J'ouvris les yeux pour découvrir le visage d'un Char penché juste au-dessus du mien. Je hurlai de peur et reculai prestement mais sa main me saisit la cheville.

- Tu n'as pas répondu à ma question jeune fille. Qu'est-ce que tu fais en dehors de ta maison à une telle heure ?

Je me débattais pour échapper à ses griffes, alors que sa main se refermait encore plus fermement sur ma cheville.

- Skaeej ? Ça ne te regarde pas. Laisse-moi tranquille.

- Ça, c'est hors de question. Allez, je te ramène chez toi.

Il me chargea sur son épaule tel un vulgaire sac de tissus. Il prit mon baluchon dans son autre main et partit en direction du quartier de Salma. Je luttais en frappant son dos de mes poings et son torse de mes genoux mais je me fis plus mal qu'à lui. Je cessais de me débattre au bout de quelques minutes et préférais l'interroger vu que le trajet n'était pas des plus courts.

- Qu'est-ce que tu faisais là-bas d'abord ?

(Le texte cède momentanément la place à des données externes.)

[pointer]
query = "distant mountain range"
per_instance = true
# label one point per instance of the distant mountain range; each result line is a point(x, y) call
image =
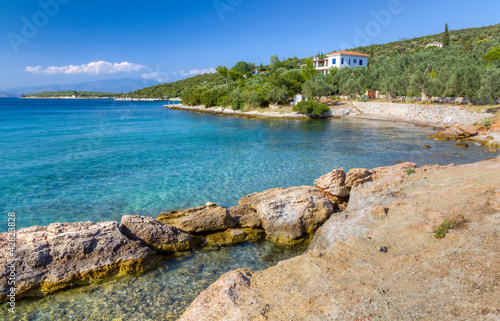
point(124, 85)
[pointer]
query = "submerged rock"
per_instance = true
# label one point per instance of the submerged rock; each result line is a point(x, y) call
point(234, 236)
point(289, 214)
point(156, 235)
point(334, 183)
point(367, 265)
point(199, 219)
point(245, 216)
point(63, 255)
point(455, 132)
point(461, 145)
point(357, 176)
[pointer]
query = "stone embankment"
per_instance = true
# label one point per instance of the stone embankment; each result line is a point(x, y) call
point(244, 114)
point(435, 115)
point(487, 136)
point(64, 255)
point(373, 256)
point(412, 244)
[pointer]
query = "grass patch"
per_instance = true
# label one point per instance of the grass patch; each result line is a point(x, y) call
point(442, 230)
point(410, 171)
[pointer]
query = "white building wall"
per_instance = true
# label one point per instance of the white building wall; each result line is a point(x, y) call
point(349, 61)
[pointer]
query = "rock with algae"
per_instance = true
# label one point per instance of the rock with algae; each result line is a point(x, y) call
point(156, 235)
point(233, 236)
point(67, 254)
point(288, 215)
point(201, 219)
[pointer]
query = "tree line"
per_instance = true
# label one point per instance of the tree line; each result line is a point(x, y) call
point(464, 67)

- J'effectuais une mission pour la reine.

- De nuit ?

- Il se trouve qu'il est plus simple pour moi d'accéder aux souhaits de la reine de nuit.

- Et qu'est-ce que tu devais faire ?

- Ça, petite curieuse, ça ne te regarde pas.

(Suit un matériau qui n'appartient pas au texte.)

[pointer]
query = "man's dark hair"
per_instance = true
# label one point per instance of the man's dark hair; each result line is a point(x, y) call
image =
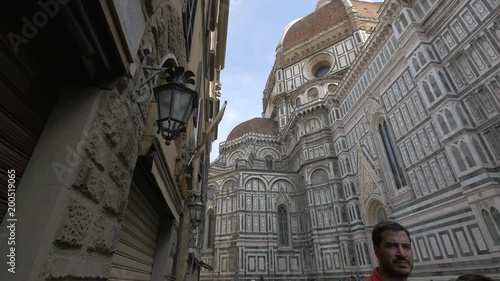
point(473, 277)
point(383, 226)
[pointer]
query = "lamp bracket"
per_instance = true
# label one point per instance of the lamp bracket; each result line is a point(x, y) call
point(169, 74)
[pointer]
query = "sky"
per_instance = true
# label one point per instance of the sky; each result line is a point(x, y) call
point(255, 27)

Ma position en travers de son épaule commençait à me faire mal et je redoutais d'être vue par Istran dans une telle posture.

- Si je promets de ne pas m'enfuir, puis-je marcher ?

- Je pense que ça peut se faire. Mais gare à toi. Si tu t'enfuis et que je te rattrape, tes fesses seront si rouges, que tu ne pourras plus t'asseoir pendant une semaine.

- D'accord.

Skaeej me déposa doucement sur le sol et nous marchâmes côte à côte jusqu'à ce qu'on aperçoive la demeure des Alexi Elle qui trônait fièrement au milieu d'une place. À sa vue, je m'arrêtai d'un coup.

- Qu'y a-t-il ?

- Si Istran apprend que je suis sortie...

Mais ma voix se cassa dans le fond de ma gorge. Pour la première fois depuis que j'étais passée par la fenêtre, je mesurais l'ampleur de ma faute. Istran avait oublié mon existence et je pouvais vivre tranquillement dans la maison. Cependant, mon escapade lui rappellerait mon existence et à peine Skaeej serait-il reparti qu'Istran me jetterait à la porte à coup sûr. Je me mis à pleurer en plein milieu de la rue. Skaeej me regarda sans mots pendant plusieurs minutes, puis, lorsque mes larmes commencèrent à se tarir, il posa un genou devant moi.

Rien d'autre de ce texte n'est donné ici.